Saturday, April 14, 2012

PARTING GIFT - My Favourite Short Stories Part 95

My Favourite Short Stories Part 95

From my Creative Writing Archives: 
The first story of my short fiction collection COCKTAIL - stories about relationships.

“She can take the flat, but I want custody of my son,” the man says emphatically to the marriage counselor in the family court.

“No way,” shouts the woman, “he can keep his flat, his money, everything. I don’t want anything from him. I just want my son.”

The marriage counselor looks at the eight-year-old boy Aditya and asks him lovingly, “Aditya, tell me, what do you want?”

“I want both of them,” Aditya says softly, perplexed by the situation.

“Both of them?” the counselor asks, looking a bit puzzled.

“Yes,” the boy says emphatically, “I want both my mummy and my daddy.”

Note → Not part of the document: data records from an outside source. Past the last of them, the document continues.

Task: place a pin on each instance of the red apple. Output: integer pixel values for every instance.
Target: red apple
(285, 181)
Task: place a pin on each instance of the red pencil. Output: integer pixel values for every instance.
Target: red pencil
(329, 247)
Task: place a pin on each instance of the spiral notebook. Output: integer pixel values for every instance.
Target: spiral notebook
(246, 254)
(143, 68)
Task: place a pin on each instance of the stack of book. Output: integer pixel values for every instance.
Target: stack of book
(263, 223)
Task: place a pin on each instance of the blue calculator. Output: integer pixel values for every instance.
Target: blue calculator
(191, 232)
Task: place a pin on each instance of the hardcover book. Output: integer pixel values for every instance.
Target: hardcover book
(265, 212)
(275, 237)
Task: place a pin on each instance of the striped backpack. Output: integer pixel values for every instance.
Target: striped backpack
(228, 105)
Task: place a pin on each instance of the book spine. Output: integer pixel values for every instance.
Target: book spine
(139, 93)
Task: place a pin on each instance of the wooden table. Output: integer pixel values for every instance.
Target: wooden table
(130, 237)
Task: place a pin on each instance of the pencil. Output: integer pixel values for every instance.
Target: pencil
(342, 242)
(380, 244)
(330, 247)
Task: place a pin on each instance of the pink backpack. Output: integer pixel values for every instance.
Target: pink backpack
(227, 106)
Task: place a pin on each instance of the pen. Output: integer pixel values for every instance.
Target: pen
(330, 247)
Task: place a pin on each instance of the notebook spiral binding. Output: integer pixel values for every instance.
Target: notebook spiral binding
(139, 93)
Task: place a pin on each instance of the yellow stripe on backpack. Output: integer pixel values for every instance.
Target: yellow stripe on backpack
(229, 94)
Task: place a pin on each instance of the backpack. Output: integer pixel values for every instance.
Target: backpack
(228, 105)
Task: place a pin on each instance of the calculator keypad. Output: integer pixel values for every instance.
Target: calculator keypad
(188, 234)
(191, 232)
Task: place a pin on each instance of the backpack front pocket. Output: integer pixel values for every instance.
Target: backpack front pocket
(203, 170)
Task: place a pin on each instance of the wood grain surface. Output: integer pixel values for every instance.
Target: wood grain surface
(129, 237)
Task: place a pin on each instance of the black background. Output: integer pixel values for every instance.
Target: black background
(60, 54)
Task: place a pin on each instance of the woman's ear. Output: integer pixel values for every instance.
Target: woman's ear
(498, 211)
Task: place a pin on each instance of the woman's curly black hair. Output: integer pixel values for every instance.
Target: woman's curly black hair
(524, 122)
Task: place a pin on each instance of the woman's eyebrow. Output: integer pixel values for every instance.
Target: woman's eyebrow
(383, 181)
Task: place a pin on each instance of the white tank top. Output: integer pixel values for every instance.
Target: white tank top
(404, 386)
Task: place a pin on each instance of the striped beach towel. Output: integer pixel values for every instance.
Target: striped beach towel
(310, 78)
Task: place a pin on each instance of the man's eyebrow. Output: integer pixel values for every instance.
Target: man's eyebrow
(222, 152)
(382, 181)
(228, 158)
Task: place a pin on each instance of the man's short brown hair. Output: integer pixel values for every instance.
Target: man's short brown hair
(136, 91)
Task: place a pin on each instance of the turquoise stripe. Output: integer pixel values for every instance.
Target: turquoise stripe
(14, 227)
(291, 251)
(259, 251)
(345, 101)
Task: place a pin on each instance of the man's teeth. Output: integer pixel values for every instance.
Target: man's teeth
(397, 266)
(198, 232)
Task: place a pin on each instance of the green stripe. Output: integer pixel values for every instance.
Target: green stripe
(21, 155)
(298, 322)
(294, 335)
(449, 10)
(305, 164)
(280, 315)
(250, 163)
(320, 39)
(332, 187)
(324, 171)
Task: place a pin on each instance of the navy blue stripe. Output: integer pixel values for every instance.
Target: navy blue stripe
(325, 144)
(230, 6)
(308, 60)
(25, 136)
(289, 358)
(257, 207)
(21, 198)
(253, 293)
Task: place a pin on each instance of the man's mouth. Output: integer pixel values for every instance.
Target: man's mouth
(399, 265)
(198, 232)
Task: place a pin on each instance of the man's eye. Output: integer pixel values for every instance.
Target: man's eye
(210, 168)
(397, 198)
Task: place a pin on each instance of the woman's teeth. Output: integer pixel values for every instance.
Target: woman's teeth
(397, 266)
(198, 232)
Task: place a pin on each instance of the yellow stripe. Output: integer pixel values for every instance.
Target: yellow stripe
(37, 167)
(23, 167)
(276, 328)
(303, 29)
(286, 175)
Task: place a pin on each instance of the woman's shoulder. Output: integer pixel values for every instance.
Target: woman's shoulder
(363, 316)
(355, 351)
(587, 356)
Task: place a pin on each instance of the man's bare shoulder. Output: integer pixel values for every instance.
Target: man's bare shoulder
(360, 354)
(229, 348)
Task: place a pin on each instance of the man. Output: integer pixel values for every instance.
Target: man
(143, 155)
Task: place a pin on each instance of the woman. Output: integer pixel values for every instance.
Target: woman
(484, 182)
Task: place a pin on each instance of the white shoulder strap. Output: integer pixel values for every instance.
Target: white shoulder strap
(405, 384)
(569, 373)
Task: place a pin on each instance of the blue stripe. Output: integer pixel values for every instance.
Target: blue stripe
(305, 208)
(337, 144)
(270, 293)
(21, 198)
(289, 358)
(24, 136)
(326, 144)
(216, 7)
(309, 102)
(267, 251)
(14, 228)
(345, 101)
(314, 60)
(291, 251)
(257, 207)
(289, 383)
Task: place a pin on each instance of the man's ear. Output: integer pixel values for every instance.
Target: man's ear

“I think you both should give it a last try, at least for your son’s sake,” the counselor says to the warring couple.

“No. I’ve had enough. It’s over. We can’t stay with this man!” the woman says.

“We?” the man asks incredulously, “What do you mean ‘we’? Well you are most welcome to go wherever you want, but Aditya is staying with me. I am his father!”

“And I am his mother!” the woman pleads anxiously to the man, “Listen, I don’t want anything from you – maintenance, alimony, nothing! Just give me my son. I can’t live without him!”

“He’s my son too. I love him and I can’t live without him too!” the man says.

“See,” the counselor appeals to the man and the woman, “You both love your son so much. I still think you should try to reconcile.”

“No. I want out,” the woman says.

“Me too!” the man says.

“Okay, let’s go in,” the counselor says, shrugging her shoulders, “Since you two have agreed on everything else, the judge will probably ask you the same things I asked you. She may also talk to the child, and then, considering your child’s age, she may let him stay with his mother and grant the father visiting rights.”

“This whole system is biased in favor of women! I can look after my son much better than her,” the man says angrily.

“My foot!” the woman says, “You’ll ruin his life. It is better he remains away from your influence!”

“Please don’t fight inside,” the counselor advises, “You want an amicable mutual consent separation, don't you?”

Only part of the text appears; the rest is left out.